Aku berpikir, betapa enaknya mahasiswa yang "hanya" tinggal ngomong dan nitip uang. Ia tak perlu bertegur sapa dengan keringat dan kejengkelan. Namun, asumsi ini tidak berlaku bagi mahasiswa yang bener-bener berhalangan untuk melakukan registrasi dan datang langsung ke kampus, misalnya karena sedang sakit atau ada kepentingan yang tidak bisa ditinggalkan. Namun, aku tidak hanya terusik dengan mahasiswa yang nitip uang registrasi itu. Mahasiswa yang juga menerima titipan tersebut juga kurang bisa bijak menyikapi keadaan.
Keberadaannya sudah pasti mengganggu mahasiswa lain yang sudah sedari tadi menunggu di belakang. Ya, mahasiswa pemborong tadi memang tampak menjadi benalu dalam tanaman yang hampir mati, meski menjadi oase bagi sabana luas teman yang meminta pertolongannya. Ia telah menggugurkan satu kewajiban temannya dan menghindarkan teman tersebut dari arus dan kejenuhan yang kerap menjadi bagian tak terpisahkan dari aktivitas menunggu. Ya, meski dengan menyita waktu dan ruang yang tidak menjadi haknya.
Dualisme yang paradoks. Jika saja ia tidak membantu temannya, maka ia tidak akan menghabiskan waktu yang lebih lama dari biasanya. Namun, ia agaknya masih sangat mengamini teori ‘kasihan’, tolong menolong atau usefulpersonforothers. Sehingga, doktrinitas yang radikal tersebut cukup mampu menghalanginya untuk berpikir dan memposisikan diri sebagai mahasiswa lain; mahasiswa yang juga berdarah-darah menuju satu titik seperti dirinya.
Namun semuanya adalah budaya tak terbantahkan, bahkan mungkin tak kan tergantikan. Seperti nepotisme di negeri ini. Sudah lama wacana mengecam nepotisme dikumandangkan. Namun, mental ini agaknya adalah warisan yang, secara sadar maupun tidak, meresap dan diresapkan pada diri manusia Indonesia. Pada satu kesempatan, mungkin kita akan jengkel karena seseorang memperoleh HTM cuma-cuma dari saudaranya yang menjadi panitia konser musik. Namun pada potongan waktu lain, kita tidak akan menolak tawaran kerabat yang kebetulan menjadi polantas untuk `mengamankan` motor yang tengah bermalam di kantor polisi. Budaya yang tidak bisa ditolak, karena kita tidak akan bisa hidup enak jika tidak mau menerima dan menyembahnya.

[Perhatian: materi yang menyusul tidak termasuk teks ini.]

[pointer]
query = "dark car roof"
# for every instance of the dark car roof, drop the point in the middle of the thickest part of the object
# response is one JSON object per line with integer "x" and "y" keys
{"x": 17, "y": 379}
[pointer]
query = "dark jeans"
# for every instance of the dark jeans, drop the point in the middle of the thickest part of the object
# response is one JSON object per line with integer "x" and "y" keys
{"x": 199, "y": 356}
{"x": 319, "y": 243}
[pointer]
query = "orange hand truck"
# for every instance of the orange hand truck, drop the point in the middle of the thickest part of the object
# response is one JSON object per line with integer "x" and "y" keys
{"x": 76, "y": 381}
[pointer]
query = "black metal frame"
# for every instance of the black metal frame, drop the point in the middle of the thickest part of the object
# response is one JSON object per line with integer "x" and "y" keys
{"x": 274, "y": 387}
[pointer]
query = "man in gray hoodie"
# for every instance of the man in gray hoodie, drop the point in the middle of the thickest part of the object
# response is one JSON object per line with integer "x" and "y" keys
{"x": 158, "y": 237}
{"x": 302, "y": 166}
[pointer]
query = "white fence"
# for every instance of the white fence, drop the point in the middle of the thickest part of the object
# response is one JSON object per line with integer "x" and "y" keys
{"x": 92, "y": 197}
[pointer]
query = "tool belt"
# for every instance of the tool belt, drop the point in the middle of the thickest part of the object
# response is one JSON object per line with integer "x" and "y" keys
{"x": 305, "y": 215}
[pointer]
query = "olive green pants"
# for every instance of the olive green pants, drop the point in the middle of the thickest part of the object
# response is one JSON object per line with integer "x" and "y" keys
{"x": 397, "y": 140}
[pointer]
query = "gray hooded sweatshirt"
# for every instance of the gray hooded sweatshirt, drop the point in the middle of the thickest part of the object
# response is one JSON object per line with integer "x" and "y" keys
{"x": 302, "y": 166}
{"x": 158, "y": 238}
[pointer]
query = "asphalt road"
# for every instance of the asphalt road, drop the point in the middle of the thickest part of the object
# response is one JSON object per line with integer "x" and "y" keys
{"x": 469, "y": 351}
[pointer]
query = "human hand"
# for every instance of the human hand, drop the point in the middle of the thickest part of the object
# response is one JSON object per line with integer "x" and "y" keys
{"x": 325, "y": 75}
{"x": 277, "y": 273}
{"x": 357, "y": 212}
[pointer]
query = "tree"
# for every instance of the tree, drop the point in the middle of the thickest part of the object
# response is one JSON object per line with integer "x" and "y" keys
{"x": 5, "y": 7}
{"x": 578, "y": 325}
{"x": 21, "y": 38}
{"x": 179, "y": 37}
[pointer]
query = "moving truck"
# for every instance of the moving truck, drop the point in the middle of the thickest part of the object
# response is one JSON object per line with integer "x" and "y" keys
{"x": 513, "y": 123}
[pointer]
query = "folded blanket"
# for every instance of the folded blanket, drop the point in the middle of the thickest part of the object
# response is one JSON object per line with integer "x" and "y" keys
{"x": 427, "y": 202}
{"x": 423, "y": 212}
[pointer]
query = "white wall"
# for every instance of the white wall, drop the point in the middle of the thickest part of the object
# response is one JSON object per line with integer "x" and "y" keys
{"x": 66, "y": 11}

Pada akhirnya aku hanya berpikir, ada baiknya segera dirumuskan beberapa teknik yang dapat menjadikan momentum registrasi menjadi suasana yang menyenangkan. Tidak hanya bagi teller dan satpam bank, namun yang paling penting berikut paling sering dilupakan adalah keberadaan mahasiswa. Aku tidak mengatakan bahwa belum ada perbaikan dan evaluasi dari pihak berwenang untuk kelancaran proses registrasi. Namun, agaknya akan menjadi lebih baik jika pihak berwenang tersebut bisa memposisikan diri sebagai mahasiswa, sehingga ia akan segera merancang perbaikan-perbaikan yang mencerahkan.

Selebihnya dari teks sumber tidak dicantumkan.